第85章 覚えて※
あれから互いの体力が許す限り、何度も何度も体を重ね合わせた。
記憶を濃く塗りつぶすように、今度こそ何があっても忘れられないように。
甘くて、苦くて、不思議な感覚ばかりの夜だった。
ーーー
次の日、起きた時にはもう彼の姿は無く、朝食の準備とメモだけが置いてあった。
・・・これは、初めてではない。
それが分かるだけで、今は何度も同じ安心を覚えた。
彼の作ってくれた食事を食べ終え、下の事務所へと降りては早速作業を始めた。
久しぶりの事務所は、珍しく散らかっていて。
彼の時間の無さを感じ取りながら、無造作に置かれている資料の一つ一つを手に取っては纏めていった。
いつの間にか思い出しているその作業は、どちらかと言うと体が覚えているような感覚だった。

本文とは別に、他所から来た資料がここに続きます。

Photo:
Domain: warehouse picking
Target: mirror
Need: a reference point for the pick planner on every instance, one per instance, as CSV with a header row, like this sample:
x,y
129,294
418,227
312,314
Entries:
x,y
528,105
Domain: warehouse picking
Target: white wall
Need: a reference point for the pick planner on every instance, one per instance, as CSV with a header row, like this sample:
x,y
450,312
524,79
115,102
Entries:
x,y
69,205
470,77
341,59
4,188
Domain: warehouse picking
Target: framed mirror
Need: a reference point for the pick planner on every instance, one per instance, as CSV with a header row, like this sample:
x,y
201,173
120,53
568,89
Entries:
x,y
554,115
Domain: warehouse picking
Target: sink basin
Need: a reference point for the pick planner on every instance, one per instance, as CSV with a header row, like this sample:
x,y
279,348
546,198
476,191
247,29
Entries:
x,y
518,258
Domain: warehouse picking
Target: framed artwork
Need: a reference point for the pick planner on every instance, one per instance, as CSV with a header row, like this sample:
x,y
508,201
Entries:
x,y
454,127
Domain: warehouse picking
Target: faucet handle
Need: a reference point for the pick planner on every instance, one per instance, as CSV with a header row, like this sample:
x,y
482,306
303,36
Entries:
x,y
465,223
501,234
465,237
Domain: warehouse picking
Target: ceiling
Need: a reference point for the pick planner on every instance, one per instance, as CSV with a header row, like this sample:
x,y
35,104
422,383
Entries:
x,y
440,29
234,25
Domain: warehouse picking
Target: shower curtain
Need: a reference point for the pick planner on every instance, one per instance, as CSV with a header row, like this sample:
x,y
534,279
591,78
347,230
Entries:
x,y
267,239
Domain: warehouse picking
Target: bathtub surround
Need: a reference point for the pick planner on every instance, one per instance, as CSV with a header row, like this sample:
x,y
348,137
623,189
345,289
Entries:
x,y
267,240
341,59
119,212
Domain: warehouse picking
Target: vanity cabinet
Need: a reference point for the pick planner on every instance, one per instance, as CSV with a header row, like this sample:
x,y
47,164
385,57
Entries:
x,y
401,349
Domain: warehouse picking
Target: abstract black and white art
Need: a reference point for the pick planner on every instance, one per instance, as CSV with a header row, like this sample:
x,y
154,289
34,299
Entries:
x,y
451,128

やる事は沢山あったものの、夕方には一通りの作業を終える事ができていて。
「・・・と、風見さんに連絡しなきゃ・・・」
交代はしているものの、今日は主に風見さんが近くで様子を伺ってくれている。
体の事もそうだが、暫くは色んな事情から警護をさせてほしいと、零から強く言われたから。
その方が彼も安心できるならと、今はそうする事にしていて。
『はい、風見です』
スマホを取り出し、風見さんの番号へと掛けると、直ぐにそれは取られた。
「あ、すみません。作業終わりました」
『分かりました、すぐそちらに向かいます』
今日は零の家に戻っていてほしいと指示があった。
移動は絶対に一人でするなとキツく言われている為、申し訳ないと思いつつも、零が居ない時は公安の人達にお世話になっている。
・・・そういえば、風見さんと直接会うのは病院で話した時以来だ。
零の傍に居て欲しいと頼まれたあの日、風見さんにとっても零が如何に大切な人かということを思い知った。
でも今の私ができること、すべき事は何なのか、まだよく分かっていないのは否めなかった。